Ein Krampf natürlich. Farwick kennt das Gefühl, er hat es nur lange nicht mehr getroffen. "Hallo", sagt er. Muss er also jetzt kopfüber in den Schacht. Oder er rollt sich seitlich hinein, am besten über links, da ist ja alles tot. Einen Moment lang sieht er den Himmel, geteilt von einem gläsernen Vordach, dann fällt er, den Rücken voran, hinunter. Er kommt auf, hart und schmerzhaft. Gleichzeitig schlägt der fünfte Schuss in das Fenster; jetzt endlich ist es richtig laut, die Scheibe birst, Farwick schließt die Augen so fest er kann, der Splitter wegen, aber es fallen keine Splitter. Und dann ist erst einmal Ruhe. Zeit für eine Bestandsaufnahme.
Das Wichtigste ist immer der Kopf. Das sagt man tausendmal, und die Leute nicken und verstehen es nie. Farwicks Nicken, wenn Kunstfeld sprach. Roland, du hast nichts verstanden! Jetzt hat er verstanden, aber es gibt ein Problem. Farwick liegt auf seinem rechten Arm; selbst wenn der wieder wollte, er könnte ihm nicht helfen. Hat seine Schuldigkeit getan.

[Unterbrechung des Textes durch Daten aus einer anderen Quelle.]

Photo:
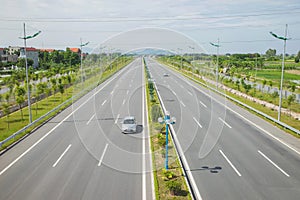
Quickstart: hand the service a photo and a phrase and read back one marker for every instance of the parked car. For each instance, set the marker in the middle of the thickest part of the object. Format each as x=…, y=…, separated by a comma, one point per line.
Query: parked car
x=129, y=125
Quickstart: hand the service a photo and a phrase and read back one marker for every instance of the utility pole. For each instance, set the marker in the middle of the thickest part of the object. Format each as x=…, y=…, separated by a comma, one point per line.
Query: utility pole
x=282, y=66
x=26, y=66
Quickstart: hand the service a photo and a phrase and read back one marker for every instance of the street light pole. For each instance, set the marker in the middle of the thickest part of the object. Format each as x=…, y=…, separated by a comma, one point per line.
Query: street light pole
x=217, y=72
x=167, y=120
x=26, y=69
x=81, y=45
x=193, y=56
x=282, y=67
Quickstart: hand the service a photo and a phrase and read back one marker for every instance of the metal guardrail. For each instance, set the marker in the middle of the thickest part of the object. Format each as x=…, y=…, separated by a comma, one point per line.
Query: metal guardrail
x=247, y=106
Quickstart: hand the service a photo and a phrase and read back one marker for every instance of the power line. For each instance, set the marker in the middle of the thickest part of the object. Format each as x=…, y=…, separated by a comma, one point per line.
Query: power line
x=127, y=19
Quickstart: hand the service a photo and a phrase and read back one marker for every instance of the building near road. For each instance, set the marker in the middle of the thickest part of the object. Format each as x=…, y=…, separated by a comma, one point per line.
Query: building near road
x=31, y=53
x=13, y=50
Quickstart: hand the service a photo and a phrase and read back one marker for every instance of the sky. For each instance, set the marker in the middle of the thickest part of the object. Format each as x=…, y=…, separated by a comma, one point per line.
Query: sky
x=242, y=26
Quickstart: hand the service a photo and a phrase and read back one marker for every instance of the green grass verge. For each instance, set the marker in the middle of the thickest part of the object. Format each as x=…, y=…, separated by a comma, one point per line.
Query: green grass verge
x=13, y=123
x=273, y=113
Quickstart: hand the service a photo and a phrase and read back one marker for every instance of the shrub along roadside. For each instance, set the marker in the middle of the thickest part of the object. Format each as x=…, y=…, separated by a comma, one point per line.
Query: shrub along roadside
x=16, y=122
x=284, y=118
x=169, y=184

Und links ist alles weg. Farwick schließt die Augen und konzentriert sich auf seine linke Hand. "Antworte!", sagt er. Er ballt sie zur Faust, und aus dem Nichts antwortet ihm ein neuer Schmerz. Die Hand liegt ihm auf dem Bauch. Farwick wartet ein wenig, dann macht er, dass sie sich nach oben arbeitet, Richtung Kopf, am Stoff der Jacke zieht sie sich Stück für Stück hinauf, den Arm im Schlepptau. Als die Finger den Hals erreichen, melden sie eine Flüssigkeit. Sicher Blut, das war zu erwarten.
"Weiter." Die Finger bekommen sein rechtes Ohr zu fassen und ziehen sich daran den Schädel hinauf. Einmal rutschen sie ab, dann ist die Stelle erreicht, zu der Farwick will. Er sieht mit den tastenden Fingerspitzen, bis er weiß: Der Knochen ist heil. Da ist kein Loch in seinem Kopf. Es steckt ihm kein Stück Metall im Gehirn. Da ist höchstens ein Kratzer.
Farwick lacht. Über ihm das Viereck Himmel, teils heller, teils dunkler blau, links das zerschossene Fenster, darüber die Fassade, ein dünner, rötlicher Strich. Und dann schreit er, die Hand noch immer kraftlos auf der Wunde am Kopf. Es ist mehr ein Kreischen. Kannst du dich eigentlich niemals anständig freuen?, hat Kunstfeld einmal gesagt; es war nach seinem ersten Weltrekord. Was liegst du hier herum? Das ist doch keine richtige Freude. Du bist mir einer!
Aber jetzt kann Farwick sich freuen. Wenn er könnte, würde er noch lauter schreien. Denn wenn er nichts weiter sieht als den Himmel und die Mauer, dann sieht ihn auch der andere nicht. Und wenn der ihn nicht sieht, kann er ihn auch nicht treffen. Gibt keine Gewehre, die um die Ecke schießen.
"Arschloch", sagt Farwick.
Er schämt sich nicht. Besiegte Gegner verdienen jeden Spott. Er will noch andere Worte sagen, aber er verschluckt sich. Er müsste husten, doch alles was links ist will das nicht. Und dann schlägt der sechste Schuss in die Fassade. Splitter fallen herab und treffen ihn im Gesicht.
Wo ist der Fehler? Wo zum Teufel. Farwick drückt das Kinn auf die Brust und versucht den Kopf zu heben, dabei zittern seine Bauchmuskeln, als hätte er seit Jahren nicht trainiert. Ein erbärmlicher Zustand, aber er sieht, worum es geht. Seine Beine lehnen noch am Schachtrand, die Füße ragen ein Stück ins Blaue. Darauf zielt jetzt das Arschloch, und Farwick kann sie nicht bewegen. Der Kopf fällt ihm zurück, und jetzt kann er gar nichts mehr tun.
Nur sprechen kann er noch. Er sagt: "Hilfe!" Es ist nicht mehr als ein Flüstern. Wer sagt schon gern Hilfe! Er bereut es auch gleich und wartet auf den nächsten Schuss. Es hätte ein Sieg werden können, ein wirklicher Sieg, einer, den man nie vergisst, ein Ergebnis, das nie wieder erreicht wird.
"Hilfe", sagt er noch einmal. Da öffnet jemand das zersplitterte Fenster und zieht ihn aus dem Schacht.